Let A be an m × n matrix and Ban n × m matrix. It is given that determinant ($$I$$m + AB) = determinant ($$I$$n + BA), where $$I$$k is the k × k identity matrix. Using the above property, the determinant of the matrix given below is \[\left[ {\begin{array}{*{20}{c}} 2&1&1&1 \\ 1&2&1&1 \\ 1&1&2&1 \\ 1&1&1&2 \end{array}} \right]\] A. 2 B. 5 C. 8 D. 16

2
5
8
16

The correct answer is $\boxed{\text{D}}$.

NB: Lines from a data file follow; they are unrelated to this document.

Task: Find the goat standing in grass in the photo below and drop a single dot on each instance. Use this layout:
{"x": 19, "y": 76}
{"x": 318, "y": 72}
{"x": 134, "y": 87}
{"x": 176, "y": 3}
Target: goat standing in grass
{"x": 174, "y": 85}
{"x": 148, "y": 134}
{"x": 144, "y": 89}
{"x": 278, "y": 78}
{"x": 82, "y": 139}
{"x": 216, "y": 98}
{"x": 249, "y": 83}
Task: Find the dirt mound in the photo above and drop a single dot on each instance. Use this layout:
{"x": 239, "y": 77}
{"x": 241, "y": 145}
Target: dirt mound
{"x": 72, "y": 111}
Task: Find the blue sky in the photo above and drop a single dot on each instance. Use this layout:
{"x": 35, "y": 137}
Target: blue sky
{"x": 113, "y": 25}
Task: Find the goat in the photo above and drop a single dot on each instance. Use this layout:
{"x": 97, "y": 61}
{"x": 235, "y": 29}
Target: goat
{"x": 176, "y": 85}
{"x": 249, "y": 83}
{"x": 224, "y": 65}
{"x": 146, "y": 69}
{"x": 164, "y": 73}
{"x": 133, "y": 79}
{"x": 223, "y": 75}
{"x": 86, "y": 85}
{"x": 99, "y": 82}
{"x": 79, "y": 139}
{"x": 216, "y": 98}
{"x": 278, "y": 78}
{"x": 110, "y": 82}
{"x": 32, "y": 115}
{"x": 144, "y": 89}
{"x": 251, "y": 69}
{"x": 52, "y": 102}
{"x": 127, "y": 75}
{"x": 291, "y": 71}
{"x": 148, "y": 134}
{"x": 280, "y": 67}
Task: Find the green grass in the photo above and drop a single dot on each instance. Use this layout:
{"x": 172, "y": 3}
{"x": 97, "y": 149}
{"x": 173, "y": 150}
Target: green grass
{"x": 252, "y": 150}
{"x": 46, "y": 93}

The determinant of a 4×4 matrix can be computed using the formula below:

$$\det(A) = \sum_{cyc} (-1)^{r+s+t} a_{1r} a_{2s} a_{3t} a_{4(r+s+t-1)}$$

where $r$, $s$, and $t$ are distinct integers from 1 to 4, and $(-1)^{r+s+t}$ is the sign of the permutation $(r,s,t)$.

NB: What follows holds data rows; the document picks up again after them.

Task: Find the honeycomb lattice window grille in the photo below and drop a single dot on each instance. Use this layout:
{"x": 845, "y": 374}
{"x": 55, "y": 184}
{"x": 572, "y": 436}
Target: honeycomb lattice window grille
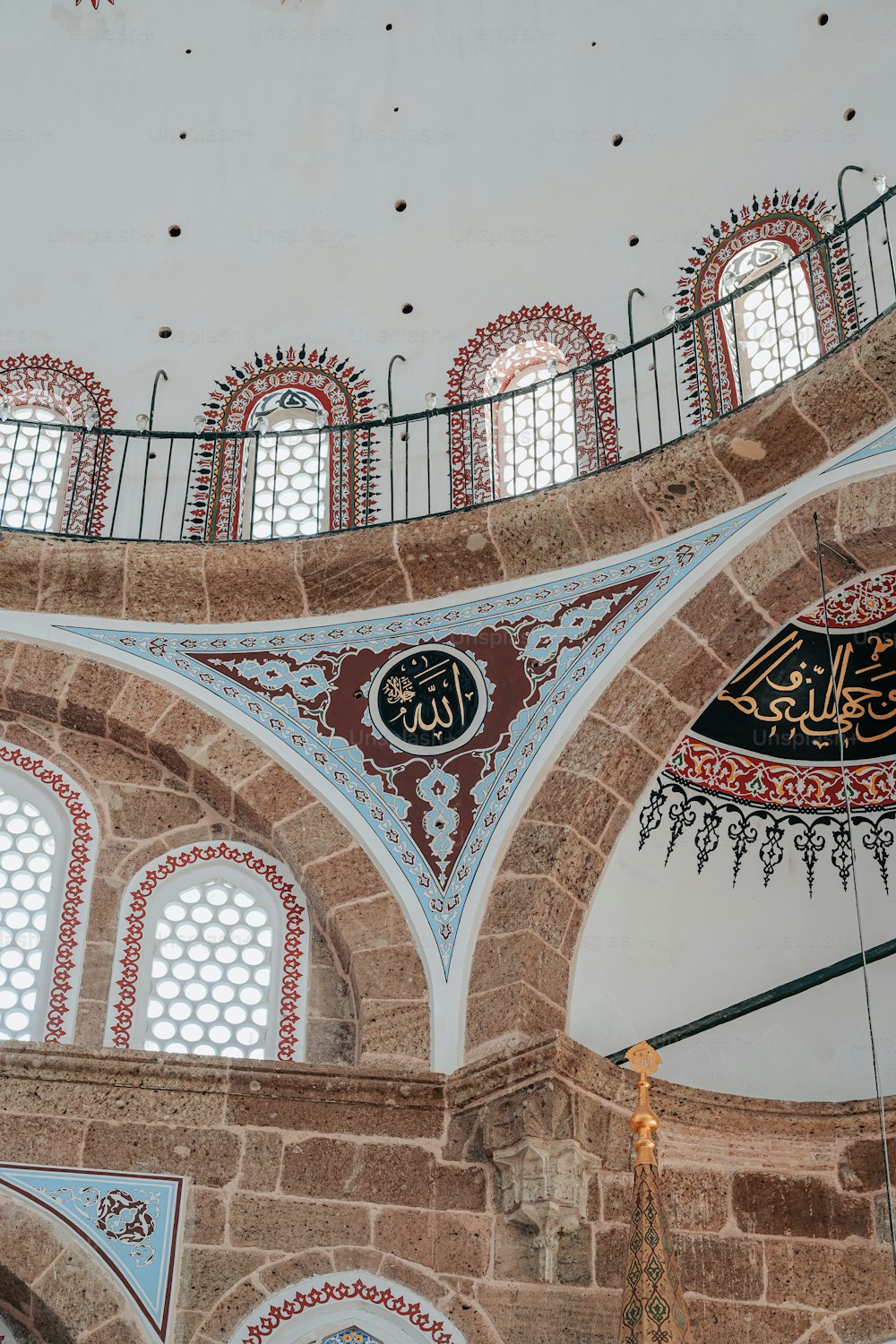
{"x": 774, "y": 327}
{"x": 533, "y": 437}
{"x": 47, "y": 844}
{"x": 211, "y": 957}
{"x": 290, "y": 475}
{"x": 34, "y": 462}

In this case, the matrix $A$ is given by

$$A = \left[ {\begin{array}{*{20}{c}} 2&1&1&1 \ 1&2&1&1 \ 1&1&2&1 \ 1&1&1&2 \end{array}} \right]$$

We can compute the determinant of $A$ as follows:

$$\det(A) = \sum_{cyc} (-1)^{r+s+t} a_{1r} a_{2s} a_{3t} a_{4(r+s+t-1)} = (-1)^{1+2+3} 2 \cdot 2 \cdot 1 \cdot 1 + (-1)^{2+1+3} 1 \cdot 1 \cdot 2 \cdot 1 + (-1)^{3+1+2} 1 \cdot 2 \cdot 1 \cdot 1 + (-1)^{1+3+2} 1 \cdot 1 \cdot 2 \cdot 2 = 16$$

Therefore, the determinant of the matrix given below is $\boxed{16}$.

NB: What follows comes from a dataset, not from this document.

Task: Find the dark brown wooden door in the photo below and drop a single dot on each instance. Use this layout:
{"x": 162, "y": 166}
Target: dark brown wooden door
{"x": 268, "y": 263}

Here is a brief explanation of each option:

  • Option A: The determinant of the matrix is $2$. This is incorrect because the determinant of the matrix is $16$.
  • Option B: The determinant of the matrix is $5$. This is incorrect because the determinant of the matrix is $16$.
  • Option C: The determinant of the matrix is $8$. This is incorrect because the determinant of the matrix is $16$.
  • Option D: The determinant of the matrix is $16$. This is correct because the determinant of the matrix is $16$.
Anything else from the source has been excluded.